After retiring at 7 last night, I slept till 8 am. Still tired, told the others i might take a zero day, took a nap, felt better, and started off at noon. Four miles uphill to Chestnut Knob shelter and I was whipped again. I sat in the shelter for close to an hour deciding whether to stay or go on. Finally decided to go, there was a campsite after 7 miles and all downhill. I took off feeling suddenly much better and practically ran the first few miles. Then the rain started. It POURED. My rain jacket was useless. When I came to the turnoff for the campsite, it was raining so hard I couldn't make myself hike the half-mile to the site in the rain, set up my tent in the rain getting it all wet, when there was a shelter just 3 miles on. So I pushed through the rain and the oncoming darkness (I'd had that late start and then a long stop at the first shelter). I booked. It was getting darker and my headlamp was somewhere inside my pack. I felt around for it unsuccessfully. Note to self: put headlamp in accessible place even if you don't expect to be night-hiking, since you never know.
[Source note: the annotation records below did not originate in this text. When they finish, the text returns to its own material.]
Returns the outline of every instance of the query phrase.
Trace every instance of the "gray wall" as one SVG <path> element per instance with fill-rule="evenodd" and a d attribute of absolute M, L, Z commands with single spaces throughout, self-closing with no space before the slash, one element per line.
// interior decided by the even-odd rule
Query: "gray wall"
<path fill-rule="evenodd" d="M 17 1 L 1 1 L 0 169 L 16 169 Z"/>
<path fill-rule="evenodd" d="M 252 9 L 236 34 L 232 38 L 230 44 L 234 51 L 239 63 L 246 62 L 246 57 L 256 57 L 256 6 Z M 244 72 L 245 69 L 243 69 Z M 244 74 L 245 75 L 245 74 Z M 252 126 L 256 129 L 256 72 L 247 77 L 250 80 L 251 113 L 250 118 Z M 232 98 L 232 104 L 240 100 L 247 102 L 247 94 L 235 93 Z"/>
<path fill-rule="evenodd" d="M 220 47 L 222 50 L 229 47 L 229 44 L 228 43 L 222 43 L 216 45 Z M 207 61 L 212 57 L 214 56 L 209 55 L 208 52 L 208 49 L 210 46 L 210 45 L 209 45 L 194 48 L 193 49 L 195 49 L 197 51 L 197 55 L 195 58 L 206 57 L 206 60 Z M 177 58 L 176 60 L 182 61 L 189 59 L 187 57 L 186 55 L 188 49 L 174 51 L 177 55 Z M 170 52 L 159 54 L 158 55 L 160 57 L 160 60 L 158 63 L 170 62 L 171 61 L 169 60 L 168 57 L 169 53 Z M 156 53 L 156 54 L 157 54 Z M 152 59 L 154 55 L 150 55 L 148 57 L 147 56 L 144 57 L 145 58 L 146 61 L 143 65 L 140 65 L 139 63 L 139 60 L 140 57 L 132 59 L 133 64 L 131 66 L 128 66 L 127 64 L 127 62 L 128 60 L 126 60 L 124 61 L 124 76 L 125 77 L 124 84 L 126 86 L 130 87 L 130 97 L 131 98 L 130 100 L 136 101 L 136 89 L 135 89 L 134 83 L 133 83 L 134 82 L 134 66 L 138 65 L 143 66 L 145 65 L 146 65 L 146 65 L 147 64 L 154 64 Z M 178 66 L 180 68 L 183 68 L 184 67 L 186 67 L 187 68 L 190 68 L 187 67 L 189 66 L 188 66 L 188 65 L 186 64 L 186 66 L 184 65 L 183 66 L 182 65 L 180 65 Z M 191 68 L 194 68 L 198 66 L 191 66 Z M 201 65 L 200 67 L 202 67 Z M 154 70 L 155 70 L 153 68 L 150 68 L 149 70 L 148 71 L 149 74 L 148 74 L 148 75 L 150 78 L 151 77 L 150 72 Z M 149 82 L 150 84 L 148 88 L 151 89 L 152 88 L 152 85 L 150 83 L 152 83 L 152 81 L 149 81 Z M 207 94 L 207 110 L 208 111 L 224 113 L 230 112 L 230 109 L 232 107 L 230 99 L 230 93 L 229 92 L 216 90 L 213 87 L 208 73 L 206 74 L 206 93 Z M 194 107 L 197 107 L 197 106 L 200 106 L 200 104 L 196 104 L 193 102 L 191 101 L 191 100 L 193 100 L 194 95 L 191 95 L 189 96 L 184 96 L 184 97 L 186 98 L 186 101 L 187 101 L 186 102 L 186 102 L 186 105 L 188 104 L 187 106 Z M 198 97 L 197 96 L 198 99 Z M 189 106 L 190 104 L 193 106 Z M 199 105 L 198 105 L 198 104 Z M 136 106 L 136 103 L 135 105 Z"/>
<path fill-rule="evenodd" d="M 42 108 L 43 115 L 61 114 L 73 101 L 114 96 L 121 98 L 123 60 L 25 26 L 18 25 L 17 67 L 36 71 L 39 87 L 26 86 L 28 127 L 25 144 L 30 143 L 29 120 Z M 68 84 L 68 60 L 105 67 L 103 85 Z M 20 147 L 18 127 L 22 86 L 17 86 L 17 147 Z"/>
so I hurried on and on through the rain and the darkness. I've never been rained on so hard in my life. The deluge seemed Biblical in ferocity. But no wind and it wasn't cold, so I was still OK. Water was running down the Trail 3 inches deep. It reflected the little light still coming through the heavy forest, so I could actually see the Trail, or at least the river it had become. I kept telling myself, if I can do the Ironman, I can do this. If I finished that marathon at IMFL, I can do this...I'm not cold like I was then. If the athletes at IMCDA got through their Ironman that riny day, I can do this. If it doesn't get any darker, I can do this. Finally I saw a sign, and it pointed to the shelter, and I was there, and there was still room inside. Thank goodness! I put down my sleeping bag, said "Guys, I gotta get my wet clothes off, if you're looking for a thrill this probably ain't it", stripped and climbed into my bag.
So...woke up feeling awful, went back to bed, considered a zero, reluctantly started a "short" day at noon, got a second wind, perked up, and ran through the rain for 3 hours for a total of a very wet, strenuous 14 miles. A roof over my head and a space for my sleeping bag on the dirty wood floor of a 3-sided shelter full of men, mice and spiders was pure luxury.